Montado sobre ella, se preguntó cuánto podría durar este ataque, se sentía cansado frente a esa fuerza sobrehumana que se le oponía. Vino a su mente una imagen de su niñez, cuando jugaban entre hermanos y primos a Titanes en el Ring, y ganaba el que mantuviera la espalda del adversario contra el piso hasta contar tres. Pero esta vez no era joda.

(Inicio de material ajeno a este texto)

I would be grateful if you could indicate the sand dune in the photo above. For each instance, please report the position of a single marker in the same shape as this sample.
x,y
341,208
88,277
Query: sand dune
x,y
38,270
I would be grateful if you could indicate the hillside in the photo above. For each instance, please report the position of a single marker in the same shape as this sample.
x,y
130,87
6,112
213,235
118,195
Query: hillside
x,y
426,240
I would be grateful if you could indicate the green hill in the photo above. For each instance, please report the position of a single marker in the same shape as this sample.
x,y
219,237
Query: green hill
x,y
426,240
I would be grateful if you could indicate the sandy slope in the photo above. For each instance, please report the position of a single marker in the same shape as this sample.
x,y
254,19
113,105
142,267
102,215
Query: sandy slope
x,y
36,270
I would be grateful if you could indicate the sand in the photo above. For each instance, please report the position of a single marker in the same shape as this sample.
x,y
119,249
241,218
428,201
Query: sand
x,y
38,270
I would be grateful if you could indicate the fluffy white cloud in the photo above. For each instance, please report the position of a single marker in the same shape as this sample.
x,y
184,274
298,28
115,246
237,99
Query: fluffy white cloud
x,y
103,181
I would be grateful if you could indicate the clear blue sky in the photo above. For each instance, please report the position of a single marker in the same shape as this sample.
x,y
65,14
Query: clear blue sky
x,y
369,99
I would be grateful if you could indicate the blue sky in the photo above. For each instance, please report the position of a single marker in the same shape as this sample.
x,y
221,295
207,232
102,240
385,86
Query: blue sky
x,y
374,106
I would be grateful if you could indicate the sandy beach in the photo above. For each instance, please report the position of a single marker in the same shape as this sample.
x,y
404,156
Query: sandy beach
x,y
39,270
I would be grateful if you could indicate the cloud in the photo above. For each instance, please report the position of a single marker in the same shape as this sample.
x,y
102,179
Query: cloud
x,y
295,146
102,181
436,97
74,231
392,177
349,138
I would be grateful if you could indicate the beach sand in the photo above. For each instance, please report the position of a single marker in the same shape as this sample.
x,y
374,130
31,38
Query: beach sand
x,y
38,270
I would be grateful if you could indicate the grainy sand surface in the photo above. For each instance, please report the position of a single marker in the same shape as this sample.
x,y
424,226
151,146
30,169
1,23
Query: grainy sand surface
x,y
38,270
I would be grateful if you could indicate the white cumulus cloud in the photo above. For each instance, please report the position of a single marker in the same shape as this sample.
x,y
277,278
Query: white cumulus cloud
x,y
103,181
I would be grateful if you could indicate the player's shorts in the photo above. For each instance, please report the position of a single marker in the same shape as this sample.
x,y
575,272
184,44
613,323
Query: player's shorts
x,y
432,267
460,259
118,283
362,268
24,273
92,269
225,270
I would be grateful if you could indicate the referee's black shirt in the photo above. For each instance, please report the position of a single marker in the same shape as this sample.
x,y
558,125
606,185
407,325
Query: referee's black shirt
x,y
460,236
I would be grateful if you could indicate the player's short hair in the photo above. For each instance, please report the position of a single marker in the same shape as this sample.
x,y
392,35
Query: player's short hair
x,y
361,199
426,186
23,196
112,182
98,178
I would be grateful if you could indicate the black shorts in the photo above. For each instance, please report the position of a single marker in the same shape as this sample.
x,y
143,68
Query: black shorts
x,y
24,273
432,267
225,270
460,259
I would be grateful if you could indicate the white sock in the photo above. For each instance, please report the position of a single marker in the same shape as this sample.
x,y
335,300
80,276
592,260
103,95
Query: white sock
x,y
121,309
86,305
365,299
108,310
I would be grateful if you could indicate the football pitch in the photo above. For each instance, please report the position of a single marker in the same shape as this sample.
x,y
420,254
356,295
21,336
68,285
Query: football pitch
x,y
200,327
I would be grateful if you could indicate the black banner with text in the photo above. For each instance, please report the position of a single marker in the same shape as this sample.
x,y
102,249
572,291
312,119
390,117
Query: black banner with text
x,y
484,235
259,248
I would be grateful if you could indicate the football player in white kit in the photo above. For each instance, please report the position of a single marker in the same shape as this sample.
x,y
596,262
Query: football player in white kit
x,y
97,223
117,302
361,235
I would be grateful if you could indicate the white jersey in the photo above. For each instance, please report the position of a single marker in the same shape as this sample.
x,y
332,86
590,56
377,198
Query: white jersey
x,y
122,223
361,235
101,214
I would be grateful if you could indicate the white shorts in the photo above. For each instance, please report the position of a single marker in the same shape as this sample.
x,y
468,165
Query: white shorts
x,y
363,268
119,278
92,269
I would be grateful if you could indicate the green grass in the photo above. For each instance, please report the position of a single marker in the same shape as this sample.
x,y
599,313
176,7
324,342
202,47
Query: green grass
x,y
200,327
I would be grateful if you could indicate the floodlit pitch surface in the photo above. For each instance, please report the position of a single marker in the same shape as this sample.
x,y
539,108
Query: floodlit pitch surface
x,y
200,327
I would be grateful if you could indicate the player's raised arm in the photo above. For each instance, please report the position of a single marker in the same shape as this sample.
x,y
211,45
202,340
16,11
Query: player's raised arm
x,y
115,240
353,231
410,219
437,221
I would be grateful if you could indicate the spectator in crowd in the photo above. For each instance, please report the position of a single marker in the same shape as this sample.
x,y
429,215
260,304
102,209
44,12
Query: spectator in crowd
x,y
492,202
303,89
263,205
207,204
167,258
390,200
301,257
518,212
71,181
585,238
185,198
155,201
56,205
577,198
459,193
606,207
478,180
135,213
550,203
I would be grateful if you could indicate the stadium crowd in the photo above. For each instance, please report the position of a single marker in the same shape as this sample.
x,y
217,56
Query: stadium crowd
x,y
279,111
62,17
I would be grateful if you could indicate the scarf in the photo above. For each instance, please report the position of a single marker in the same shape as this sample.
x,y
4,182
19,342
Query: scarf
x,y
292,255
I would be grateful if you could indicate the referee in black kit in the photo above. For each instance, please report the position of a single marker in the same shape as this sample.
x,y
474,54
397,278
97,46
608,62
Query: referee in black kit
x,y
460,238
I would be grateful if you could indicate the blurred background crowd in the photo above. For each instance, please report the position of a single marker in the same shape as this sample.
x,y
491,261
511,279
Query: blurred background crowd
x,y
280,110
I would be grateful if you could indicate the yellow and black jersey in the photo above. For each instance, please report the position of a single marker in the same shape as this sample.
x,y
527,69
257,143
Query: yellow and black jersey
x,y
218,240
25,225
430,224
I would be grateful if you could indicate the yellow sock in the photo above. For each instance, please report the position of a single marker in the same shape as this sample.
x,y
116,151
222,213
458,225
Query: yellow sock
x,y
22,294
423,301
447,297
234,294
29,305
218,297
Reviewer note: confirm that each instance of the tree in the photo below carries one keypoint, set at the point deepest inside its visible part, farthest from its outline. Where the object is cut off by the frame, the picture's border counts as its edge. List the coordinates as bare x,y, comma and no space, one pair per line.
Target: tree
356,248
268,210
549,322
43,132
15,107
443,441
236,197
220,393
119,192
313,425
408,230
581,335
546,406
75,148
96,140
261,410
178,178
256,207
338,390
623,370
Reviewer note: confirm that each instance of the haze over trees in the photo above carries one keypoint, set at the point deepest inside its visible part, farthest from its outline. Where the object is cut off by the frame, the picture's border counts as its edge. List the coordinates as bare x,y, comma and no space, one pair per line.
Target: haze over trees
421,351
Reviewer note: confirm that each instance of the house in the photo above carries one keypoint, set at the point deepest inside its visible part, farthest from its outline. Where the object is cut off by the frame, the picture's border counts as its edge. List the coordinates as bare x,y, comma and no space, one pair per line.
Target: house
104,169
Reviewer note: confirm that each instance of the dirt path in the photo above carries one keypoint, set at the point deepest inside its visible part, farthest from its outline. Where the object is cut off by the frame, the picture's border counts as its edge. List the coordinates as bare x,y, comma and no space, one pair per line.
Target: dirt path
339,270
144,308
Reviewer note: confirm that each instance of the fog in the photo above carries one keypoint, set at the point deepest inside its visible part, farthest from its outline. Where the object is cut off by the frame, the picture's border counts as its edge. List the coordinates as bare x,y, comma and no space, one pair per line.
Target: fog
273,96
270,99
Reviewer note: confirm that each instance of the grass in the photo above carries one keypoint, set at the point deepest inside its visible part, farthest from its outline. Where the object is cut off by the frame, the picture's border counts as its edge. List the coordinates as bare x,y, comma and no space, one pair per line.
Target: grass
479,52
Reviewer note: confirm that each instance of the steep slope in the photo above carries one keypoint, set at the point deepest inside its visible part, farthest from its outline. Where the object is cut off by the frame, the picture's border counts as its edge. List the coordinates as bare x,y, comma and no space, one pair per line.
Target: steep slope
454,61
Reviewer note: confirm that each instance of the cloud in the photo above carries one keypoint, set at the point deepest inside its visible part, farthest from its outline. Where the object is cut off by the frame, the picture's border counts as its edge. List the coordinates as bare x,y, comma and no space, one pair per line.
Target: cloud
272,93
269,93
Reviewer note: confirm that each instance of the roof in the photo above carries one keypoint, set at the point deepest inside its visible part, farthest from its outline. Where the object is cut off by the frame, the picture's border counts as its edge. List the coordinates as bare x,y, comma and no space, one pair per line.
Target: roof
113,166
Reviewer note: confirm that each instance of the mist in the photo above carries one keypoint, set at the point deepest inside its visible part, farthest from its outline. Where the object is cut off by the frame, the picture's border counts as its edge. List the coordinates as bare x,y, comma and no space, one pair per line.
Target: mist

De pronto, escuchó el ulular de una sirena muy cerca. Aliviado, pensó que en la ambulancia podría haber un médico, aunque sea un enfermero que entienda algo. Y que se hagan cargo, y que yo pueda volver a la seguridad de mi auto, y me pueda ir a mi casa, calentito y seco, donde están los que me quieren, y yo les cuente que cumplí con mi buena acción del día.
Una luz roja intermitente iluminaba cíclicamente la esquina y se escuchaba un motor regulando. Gritó nuevamente pidiendo ayuda.
Escuchó entonces una voz aguardentosa que le decía:¡Yo te voy a ayudar, violador hijo de puta! Mientras le apuntaba con una Itaka que sonó en la noche con un estampido fuerte, imprevisto, sorpresivo, que se fue alejando con un eco extraño y reverberante. Sintió como un empujón que lo volteó y un ardor quemante en la espalda. Quedó mirando al cielo, sintiendo en su cara que empezaba nuevamente a llover, suponiendo que la bala lo habría rozado, porque la espalda ya no le dolía. Pensaba cómo iba a hacer para aclarar este gran malentendido. Veía borrosas figuras uniformadas que dieron paso a una luz intensa. Su último pensamiento fue: qué boludez esto de morirse de confusión.